The Memphis, Tenn.-based integrator will invest 200 million euros to expand its airfreight logistics center at Paris Charles de Gaulle Airport and has signed a 30-year lease agreement with a total rental value of 1.2 billion euros, the company said today.

   FedEx Corp. plans to expand the capacity of its airfreight logistics hub at Paris Charles de Gaulle Airport (CDG) by as much as 40 percent, the company said at a lease-signing ceremony earlier today at the airport in the Paris suburb of Roissy, France.
   Under a new 30-year lease agreement, the Memphis, Tenn.-based integrator will invest a total of 1.4 billion euros (U.S. $1.54 billion) in the facility – 200 million euros for the expansion project and the remaining 1.2 billion euros in rental fees.
   The expanded facility, construction of which is scheduled to begin in summer 2017, will include a new, automated sorting system for large, over-sized packages, the first of its kind for FedEx Express. The sorting facility is expected to be operational by 2019.
   French President Francois Hollande attended the lease-signing ceremony at CDG, and said the move by FedEx represents “an additional sign of France’s attractiveness.”
   “With the decision by Britons to leave the European Union, it should lead us to attract even more investments,” he added.
   The additional 25,000 square meters of logistics space will make the CDG hub FedEx’s second largest worldwide after its headquarters in Memphis, Tenn., and will create between 200 and 400 jobs, according to a statement handed out during the ceremony.
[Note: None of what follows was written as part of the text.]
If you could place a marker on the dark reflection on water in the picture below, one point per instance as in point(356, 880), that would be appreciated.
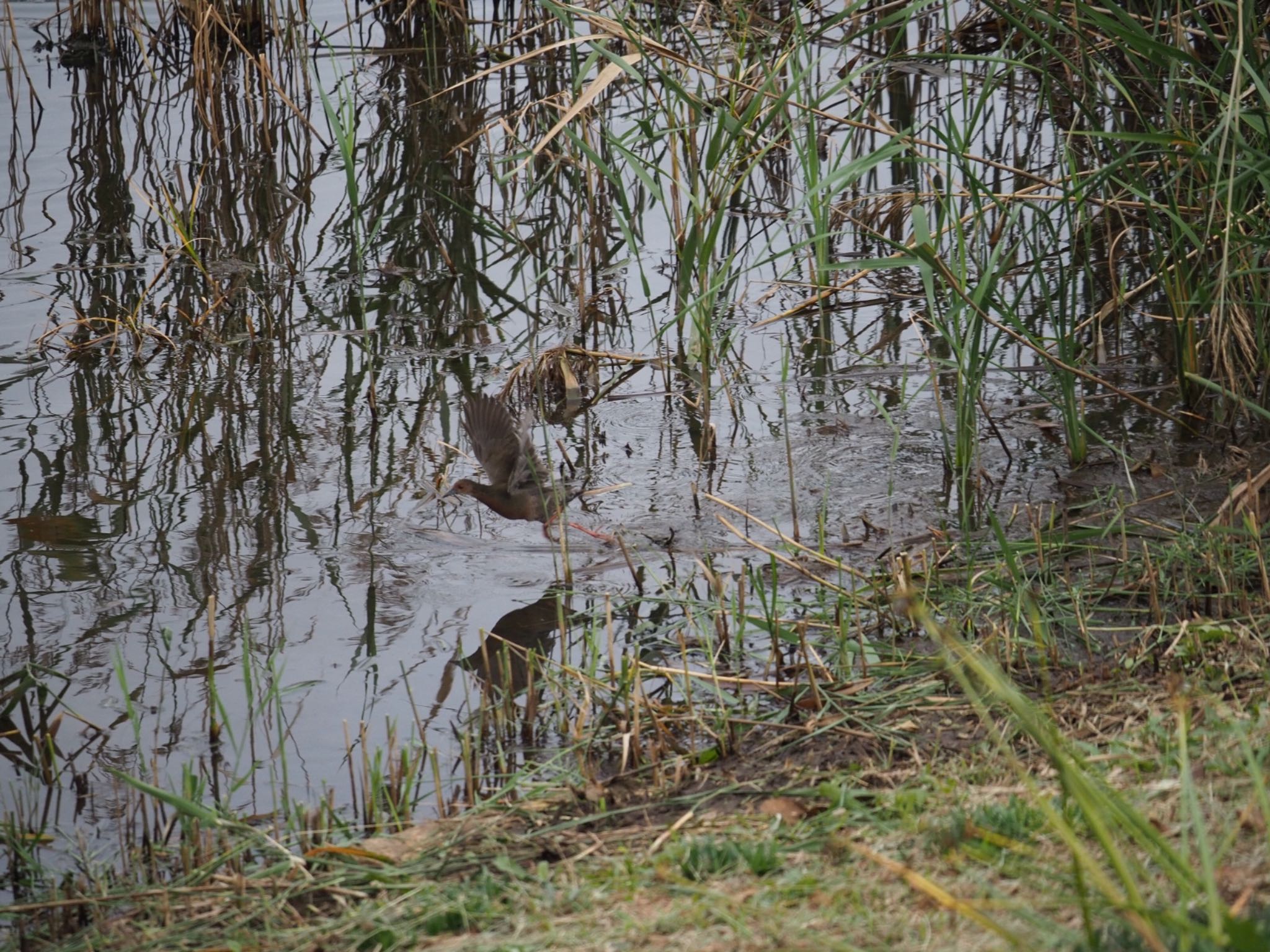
point(224, 511)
   “This investment is part of the company’s network expansion strategy, creating more capacity and enabling more business connections in Europe and around the world,” said David Binks, president, FedEx Express Europe and CEO of TNT. “This new expansion, coupled with the recent TNT acquisition, supports the evolving needs of our customers and the global marketplace while increasing our ability to support trends like cross-border e-commerce.”
   FedEx in late May officially completed its 4.4 billion euro purchase of the Netherlands-based global express carrier TNT Express, and has been working to integrate the former TNT’s network with that of FedEx Express.
   “At FedEx, we have the ability to pick up, transport and deliver an item from 95 percent of the people on the planet, and most every business in the world, within one to two business days,” added FedEx Express President and CEO David Bronczek. “This strategic expansion in Paris is an example of how we will continue to invest to move goods faster and more reliably across borders, which means our customers can decrease costs, improve their supply chain and identify new opportunities for growth and profitability.”
   The company, which has made significant investments in France over the past few years, opening 19 new stations since 2011 and acquiring domestic parcel carrier Tatex in 2012, said its hub in Cologne, Germany and the former TNT hub in Liege, Belgium will still play pivotal role in its operations.
   In addition, FedEx will soon open a TNT ground hub in the Ile de France region just north of Paris, along with three TNT ground depots.
   European parcel and express giant DHL last week officially opened a new 230 million euro (U.S. $253.8 million) sorting center at its global air hub in Leipzig, Germany, boosting processing capacity by almost 50 percent.